Hacker News new | ask | show | jobs
by hliyan 2257 days ago
Really impressed with the use of Monte Carlo method. A while back I ran into some resistance trying to advocate simpler statistical methods to solve a problem domain similar to this, while the team in question repeatedly wanted to reach for a machine learning solution. I'd love to know if I was wrong here. In my mind, when an algorithmic or heuristic path to a solution is available, we should attempt it first before reaching for ML.
4 comments

A common trap in tech is to reach for the fanciest tool instead of the simplest. The best engineering often comes from mastery of the simple tools, and the most beautiful engineering is the one that makes you say 'that's so obvious, why didn't anyone ever come up with that before?'
One of my favorite software solutions that I came up with was “human learning” powered. A few years ago I was working as the engineering manager at a small company. I had 8 other people who I was in charge of and we had moved to a new office in the middle of this. Our team took up two rooms in the office and I had to figure out who would be sitting where. I had some preconceived notions of who would be productive together, who would annoy each other, etc., but there were enough possible combinations to make this a large enough search space.

So I wrote a very simple python script that would randomly generate layouts of who would sit in each room and next to whom. Every time it gave me a result I scanned it for conditions that would make it not work and add a rule to skip such configurations. After about six such edits I got a layout I thought was acceptable. The team as far as I know was happy and nobody questioned it for the entire time we were there. This saved me time because I didn’t have to pre-program all the conditions, only add ones I had already seen not work. Saved both CPU and brain cycles, so to speak.

This is great! In a way it's like the output was a question rather than an answer.

This is quite similar to education research on Teachable Agents [1], which is an embodiment of the idea that to know something you must be able to teach it to someone else. In Teachable Agents you teach the computer rules (e.g. how ecosystems work), and then it gets a quiz where it compares the output to the right answer. When its wrong, you as the teacher must figure out whether the rules you taught it were correct and/or if it needs more rules.

Teachable Agents works for things where there's a right or wrong answer, because the computer is doing the test proctoring. But in your method the human is doing that, and I think it works quite well for things of a more qualitative nature like the arts, with the human playing the role of the critic or curator.

[1]: https://slate.com/technology/2015/04/teachable-agents-making...

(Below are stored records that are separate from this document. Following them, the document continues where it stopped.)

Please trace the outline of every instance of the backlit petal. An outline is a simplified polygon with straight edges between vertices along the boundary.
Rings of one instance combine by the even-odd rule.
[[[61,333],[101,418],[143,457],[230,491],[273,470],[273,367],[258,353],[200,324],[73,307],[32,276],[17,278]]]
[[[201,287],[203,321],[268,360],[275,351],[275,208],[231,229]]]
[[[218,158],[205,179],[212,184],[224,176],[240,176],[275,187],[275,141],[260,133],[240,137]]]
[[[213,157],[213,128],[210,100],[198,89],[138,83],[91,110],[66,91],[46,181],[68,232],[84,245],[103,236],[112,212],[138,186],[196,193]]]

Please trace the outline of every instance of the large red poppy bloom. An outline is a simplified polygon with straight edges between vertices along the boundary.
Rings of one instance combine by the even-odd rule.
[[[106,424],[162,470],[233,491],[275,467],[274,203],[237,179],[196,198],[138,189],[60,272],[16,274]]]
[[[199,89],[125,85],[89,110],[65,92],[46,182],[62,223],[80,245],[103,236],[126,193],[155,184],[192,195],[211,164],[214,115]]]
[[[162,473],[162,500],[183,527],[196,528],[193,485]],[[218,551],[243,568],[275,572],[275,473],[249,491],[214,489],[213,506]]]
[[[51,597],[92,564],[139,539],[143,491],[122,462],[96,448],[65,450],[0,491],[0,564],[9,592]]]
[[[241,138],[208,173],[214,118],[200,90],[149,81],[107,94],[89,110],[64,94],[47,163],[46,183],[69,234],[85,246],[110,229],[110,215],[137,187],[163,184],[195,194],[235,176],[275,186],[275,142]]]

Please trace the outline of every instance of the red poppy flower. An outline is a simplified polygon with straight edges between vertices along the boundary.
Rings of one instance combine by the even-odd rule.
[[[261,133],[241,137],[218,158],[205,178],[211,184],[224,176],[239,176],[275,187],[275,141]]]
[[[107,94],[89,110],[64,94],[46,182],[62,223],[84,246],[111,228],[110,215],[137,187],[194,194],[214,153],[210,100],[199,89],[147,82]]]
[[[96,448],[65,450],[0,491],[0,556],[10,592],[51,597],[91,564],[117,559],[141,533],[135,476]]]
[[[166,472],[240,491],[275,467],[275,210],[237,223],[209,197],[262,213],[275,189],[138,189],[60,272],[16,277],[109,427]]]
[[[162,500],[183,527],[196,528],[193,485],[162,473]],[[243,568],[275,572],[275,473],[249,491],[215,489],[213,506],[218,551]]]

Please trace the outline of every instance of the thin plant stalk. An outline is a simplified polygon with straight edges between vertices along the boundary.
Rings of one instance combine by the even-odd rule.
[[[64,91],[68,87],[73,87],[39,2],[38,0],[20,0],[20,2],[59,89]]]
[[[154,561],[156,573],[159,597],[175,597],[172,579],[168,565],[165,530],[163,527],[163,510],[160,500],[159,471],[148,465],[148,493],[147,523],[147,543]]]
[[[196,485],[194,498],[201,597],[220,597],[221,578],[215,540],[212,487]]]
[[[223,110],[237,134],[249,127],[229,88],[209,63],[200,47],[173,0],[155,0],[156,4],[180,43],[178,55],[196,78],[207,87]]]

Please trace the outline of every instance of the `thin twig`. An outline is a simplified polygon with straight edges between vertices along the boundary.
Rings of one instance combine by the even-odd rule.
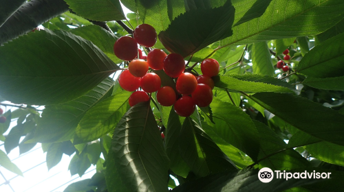
[[[235,106],[235,103],[234,102],[233,99],[232,98],[232,96],[230,96],[230,94],[229,93],[228,89],[226,88],[226,91],[227,92],[227,95],[228,95],[229,99],[230,99],[230,101],[232,101],[233,106]]]

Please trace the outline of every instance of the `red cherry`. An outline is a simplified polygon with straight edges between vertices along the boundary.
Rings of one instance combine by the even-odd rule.
[[[196,106],[193,98],[187,95],[182,96],[174,104],[174,110],[182,117],[191,115],[195,108]]]
[[[138,44],[151,47],[156,43],[157,34],[154,27],[148,24],[142,24],[133,30],[133,37]]]
[[[288,71],[289,71],[289,67],[288,67],[288,65],[285,65],[283,67],[282,70],[284,72],[287,72]]]
[[[6,117],[0,117],[0,123],[3,123],[6,121]]]
[[[135,91],[130,95],[129,99],[131,107],[140,102],[148,101],[148,100],[149,100],[149,97],[144,91]]]
[[[129,70],[125,70],[120,73],[118,82],[124,90],[134,91],[141,85],[141,78],[134,77]]]
[[[129,64],[129,70],[135,77],[142,77],[147,73],[148,63],[144,60],[133,60]]]
[[[215,83],[214,80],[210,77],[204,75],[200,75],[197,77],[197,82],[198,84],[205,84],[210,86],[211,89],[214,88]]]
[[[171,77],[178,77],[185,70],[185,61],[178,53],[171,53],[164,60],[164,71]]]
[[[179,75],[175,88],[183,95],[190,95],[196,89],[197,79],[190,73],[183,73]]]
[[[138,49],[138,58],[142,59],[142,51],[141,51],[141,49]],[[138,58],[138,56],[136,55],[136,58]]]
[[[138,43],[133,38],[121,36],[114,45],[114,52],[121,60],[132,60],[138,56]]]
[[[289,53],[289,49],[286,49],[286,51],[283,51],[283,53],[284,55],[288,55],[288,53]]]
[[[160,88],[160,77],[154,73],[147,73],[141,79],[141,88],[146,93],[155,92]]]
[[[283,65],[284,65],[284,62],[283,62],[283,60],[279,60],[277,62],[277,68],[278,69],[282,69]]]
[[[219,62],[215,59],[205,59],[201,63],[201,71],[208,77],[216,76],[219,72]]]
[[[193,93],[192,97],[196,105],[200,107],[206,107],[213,101],[213,91],[208,85],[199,84]]]
[[[147,55],[148,65],[154,70],[164,69],[164,59],[166,56],[167,54],[162,49],[154,49],[151,50]]]
[[[156,93],[156,99],[160,105],[168,107],[174,104],[177,97],[173,88],[165,86],[159,88]]]

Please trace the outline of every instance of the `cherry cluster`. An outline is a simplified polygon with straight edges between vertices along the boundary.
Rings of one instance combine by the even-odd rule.
[[[195,111],[196,105],[205,107],[213,101],[214,82],[211,77],[219,73],[219,64],[216,60],[208,58],[201,63],[202,75],[195,77],[184,72],[185,60],[182,55],[170,53],[163,50],[153,49],[144,57],[138,49],[138,44],[153,47],[157,40],[155,29],[147,24],[138,25],[133,37],[122,36],[114,45],[115,55],[120,59],[131,61],[129,70],[124,71],[118,77],[120,86],[133,92],[129,99],[131,106],[149,100],[147,93],[157,91],[158,102],[163,106],[174,105],[174,110],[182,117],[189,117]],[[175,89],[171,86],[161,87],[161,80],[149,69],[164,70],[165,73],[175,78]],[[137,91],[139,87],[142,91]],[[176,91],[177,92],[176,92]]]
[[[2,108],[0,108],[0,115],[1,115],[3,113],[3,110]],[[6,121],[6,117],[1,116],[0,117],[0,123],[3,123]]]
[[[290,56],[288,55],[289,53],[289,50],[287,49],[286,51],[283,51],[283,53],[284,55],[283,59],[285,60],[290,60]],[[283,60],[279,60],[277,62],[277,68],[278,69],[282,69],[283,71],[287,72],[289,71],[289,67],[286,64]]]

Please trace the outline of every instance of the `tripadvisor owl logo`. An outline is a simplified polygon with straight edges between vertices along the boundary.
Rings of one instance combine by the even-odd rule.
[[[274,172],[270,168],[261,168],[258,172],[258,178],[262,182],[269,182],[274,178]]]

That is super cool, thank you!
There's a great talk from StrangeLoop[0] where a presenter uses Alloy modelling in exactly the same manner:

- generate a couple examples

- see something wrong

- add a rule

- repeat

[0] https://www.youtube.com/watch?v=FvNRlE4E9QQ

Is this how sports schedules, NFL, NBA, etc are made?
They are heavily based on divisions and recent seasons.

(For example, in the NFL, the teams in each division play each other twice, and then get the rest of their games by rotating through teams from the rest of the league)

This is a pretty cool video about a couple that made the MLB schedule for years https://youtu.be/yT0CMOGKKhU
Another common trap is to believe a widely known simple method must be better just because you are unfamiliar with state of the art research.

Many times people have specifically researched why a certain method is better than status quo in practice, on real world data with real world operating constraints.

A good example is the paper “Let’s Put the Garbage-Can Regressions and Garbage-Can Probits Where They Belong” - explain an extremely common and hugely severe problem with “garbage can” regression models.

http://www.saramitchell.org/achen04.pdf

The first arduous task of a ML solution is to get on parity with computing basic statistics on the data coming in, and there are many fail points before and after that point. Saying 'we need a ML solution' is a lot like saying 'we need to write this in assembly'
He wants a ML project on his résumé.
Absolutely!

Try writing a simple calculator app with ML and you won't even have marked up enough training data by the time I have written it algorithmically. When it's finished, the ML one won't be as reliable.

I've been involved in a few projects where ML was a candidate approach. Mostly the answer was just to write down what we already know about the problem domain instead.